2) receiving answers showing endorsed and unendorsed anxiety disorder symptoms and anxiety disorder subsymptoms;
B) keeping data comprising statistics on endorsed and unendorsed anxiety disorder symptoms within the population and endorsed and unendorsed anxiety disorder subsymptoms within the population.
C) making the data available to researchers.
42. A computer readable medium bearing instructions for realizing a method of collecting information on research being conducted, the instructions being arranged to cause one or more processors upon execution thereof to perform the following:
(1) providing a collection of data units relating to one or more medical or psychological conditions;
(2) receiving requests for data units from one or more researchers;
(3) recording which data units are requested.
43. A computer readable medium bearing instructions for realizing a method of modifying a system for determining and reporting information relating to anxiety disorders, the instructions being arranged to cause one or more processors upon execution thereof to perform the following:
(1) via a computer, questioning a population of subjects, according to a pre-existing questioning process, for information relating to anxiety disorders;
(2) via the computer, receiving answers from the subjects;
(3) determining from the answers if a previously specified data threshold has been reached;
(4) if the threshold has been reached, automatically and via the computer modifying the questioning process.

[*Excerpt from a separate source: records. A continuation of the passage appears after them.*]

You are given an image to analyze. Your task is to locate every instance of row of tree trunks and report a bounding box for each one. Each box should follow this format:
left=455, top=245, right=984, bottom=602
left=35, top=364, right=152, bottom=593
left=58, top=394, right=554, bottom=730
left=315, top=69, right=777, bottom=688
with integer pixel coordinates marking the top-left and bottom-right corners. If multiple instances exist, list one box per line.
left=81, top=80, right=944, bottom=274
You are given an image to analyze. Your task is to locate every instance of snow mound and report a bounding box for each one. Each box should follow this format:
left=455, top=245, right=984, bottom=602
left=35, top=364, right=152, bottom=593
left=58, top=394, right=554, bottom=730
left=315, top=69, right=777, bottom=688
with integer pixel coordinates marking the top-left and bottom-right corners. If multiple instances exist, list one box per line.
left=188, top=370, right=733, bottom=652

44. A computer readable medium bearing instructions for realizing a data threshold notification method, the instructions being arranged to cause one or more processors upon execution thereof to perform the following:
1) via a computer, questioning a population of subjects for information relating to one or more medical or psychological conditions;
2) via the computer, receiving answers from the subjects;
3) determining from the answers if a previously specified data threshold had been reached;
4) if the threshold has been reached, automatically issuing an alert.